The TrustLLM project will develop European large language models (LLMs) on an unprecedented scale, trained on the largest amount of text so far in European AI, covering a range of underrepresented languages, and pushing the limits of European exascale computing.
The main objective is the development of an open, trustworthy, and sustainable LLM initially targeting the Germanic languages. This will create the foundation for an advanced open ecosystem for next generation modular and extensible European trustworthy, sustainable, and democratized large language models. The TrustLLM project and the surrounding ecosystem will enable, support, and improve context-aware human-machine interaction in a wide range of applications.
To achieve this, TrustLLM will tackle the full range of challenges of LLM development, from ensuring sufficient quality and quantity of multilingual training data, to sustainable efficiency and effectiveness of model training, to enhancements and refinements for factual correctness, transparency, and trustworthiness, to a suite of holistic evaluation benchmarks validating the multi-dimensional objectives.
The TrustLLM consortium has unique expertise and practical experience in building LLMs, combined with leading NLP researchers as well as organizations working on transfering the technology to companies and end-users.

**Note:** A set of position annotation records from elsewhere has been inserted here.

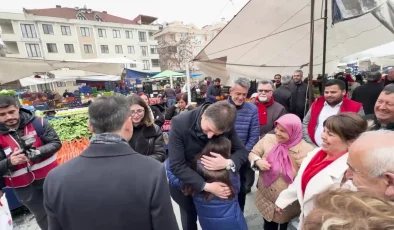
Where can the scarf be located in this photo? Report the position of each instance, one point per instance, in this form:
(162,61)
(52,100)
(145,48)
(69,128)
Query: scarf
(278,156)
(262,108)
(317,106)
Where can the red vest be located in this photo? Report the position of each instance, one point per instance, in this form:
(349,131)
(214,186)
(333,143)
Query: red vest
(317,106)
(19,175)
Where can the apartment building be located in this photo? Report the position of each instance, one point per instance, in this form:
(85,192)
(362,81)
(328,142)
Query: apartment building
(180,43)
(63,33)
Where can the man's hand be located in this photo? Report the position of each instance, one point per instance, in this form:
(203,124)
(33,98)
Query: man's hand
(17,157)
(263,165)
(218,189)
(214,163)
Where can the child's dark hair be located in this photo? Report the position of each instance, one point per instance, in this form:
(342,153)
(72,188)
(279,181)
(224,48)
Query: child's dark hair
(219,145)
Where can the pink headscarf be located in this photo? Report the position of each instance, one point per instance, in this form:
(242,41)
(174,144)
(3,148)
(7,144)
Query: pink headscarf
(278,157)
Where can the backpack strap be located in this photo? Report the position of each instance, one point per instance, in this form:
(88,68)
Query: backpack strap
(38,124)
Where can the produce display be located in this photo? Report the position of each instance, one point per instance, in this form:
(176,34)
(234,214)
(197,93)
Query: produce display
(71,128)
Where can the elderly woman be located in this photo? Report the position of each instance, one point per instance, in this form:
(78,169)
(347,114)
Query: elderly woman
(324,166)
(147,137)
(180,107)
(278,157)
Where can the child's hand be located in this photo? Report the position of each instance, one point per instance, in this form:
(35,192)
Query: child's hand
(214,163)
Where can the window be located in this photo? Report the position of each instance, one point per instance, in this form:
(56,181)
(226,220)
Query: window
(28,31)
(133,65)
(88,49)
(116,33)
(146,64)
(102,33)
(47,28)
(153,50)
(66,30)
(144,50)
(85,32)
(61,84)
(129,34)
(131,49)
(81,17)
(118,49)
(33,50)
(142,36)
(155,63)
(104,49)
(69,48)
(52,48)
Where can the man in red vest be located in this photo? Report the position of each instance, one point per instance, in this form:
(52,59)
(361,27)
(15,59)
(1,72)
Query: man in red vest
(334,101)
(24,168)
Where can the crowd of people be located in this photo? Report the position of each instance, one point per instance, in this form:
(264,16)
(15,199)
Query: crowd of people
(326,167)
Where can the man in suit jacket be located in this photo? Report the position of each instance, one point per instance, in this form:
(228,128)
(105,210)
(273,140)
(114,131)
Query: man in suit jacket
(109,186)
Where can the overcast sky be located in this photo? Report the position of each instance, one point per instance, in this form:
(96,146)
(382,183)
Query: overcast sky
(199,12)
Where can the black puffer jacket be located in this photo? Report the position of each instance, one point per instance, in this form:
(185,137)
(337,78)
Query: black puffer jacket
(148,140)
(51,142)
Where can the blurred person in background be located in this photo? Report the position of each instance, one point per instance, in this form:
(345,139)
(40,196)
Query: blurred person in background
(181,106)
(343,209)
(367,94)
(325,166)
(283,95)
(383,117)
(278,158)
(156,113)
(247,128)
(118,188)
(147,137)
(268,109)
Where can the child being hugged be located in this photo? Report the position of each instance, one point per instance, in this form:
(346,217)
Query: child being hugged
(213,212)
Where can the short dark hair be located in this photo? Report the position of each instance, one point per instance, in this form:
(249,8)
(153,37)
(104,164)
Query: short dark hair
(108,114)
(388,89)
(222,114)
(137,100)
(348,126)
(337,82)
(6,101)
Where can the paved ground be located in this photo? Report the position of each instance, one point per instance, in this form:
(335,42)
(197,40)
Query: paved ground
(25,221)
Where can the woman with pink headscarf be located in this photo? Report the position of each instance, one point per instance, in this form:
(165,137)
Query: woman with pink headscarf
(278,157)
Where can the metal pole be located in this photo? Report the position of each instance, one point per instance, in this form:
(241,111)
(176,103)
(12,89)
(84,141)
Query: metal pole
(324,41)
(312,33)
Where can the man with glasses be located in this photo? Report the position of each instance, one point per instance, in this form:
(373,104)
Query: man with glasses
(268,110)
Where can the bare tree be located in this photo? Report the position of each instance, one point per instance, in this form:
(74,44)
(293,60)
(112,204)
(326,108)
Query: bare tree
(175,54)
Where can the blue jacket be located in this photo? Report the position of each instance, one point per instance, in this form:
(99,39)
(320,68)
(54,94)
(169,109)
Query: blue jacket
(216,213)
(247,124)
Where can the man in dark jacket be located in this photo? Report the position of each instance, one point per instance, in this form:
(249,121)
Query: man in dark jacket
(248,129)
(383,117)
(299,91)
(283,95)
(213,91)
(25,168)
(368,93)
(190,132)
(109,186)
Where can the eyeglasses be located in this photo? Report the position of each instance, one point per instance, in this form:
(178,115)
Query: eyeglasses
(264,90)
(139,112)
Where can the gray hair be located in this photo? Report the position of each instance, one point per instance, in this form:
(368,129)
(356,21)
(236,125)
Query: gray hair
(388,89)
(381,159)
(286,79)
(265,82)
(243,82)
(108,114)
(222,114)
(300,72)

The models developed will be the most powerful and trustworthy LLMs in Europe, and they will constitute a major breakthrough in AI that will establish a new foundation for the next generation of large-scale European AI models. Our focus on Germanic languages can serve as a blueprint for future activities in other families of languages. This will help secure Europe’s sovereignty with respect to crucial AI technologies, establishing a novel framework for European collaboration on LLMs, and creating the foundation for a pan-European center for LLMs and large-scale AI to maximise the scientific, social, and economical impact.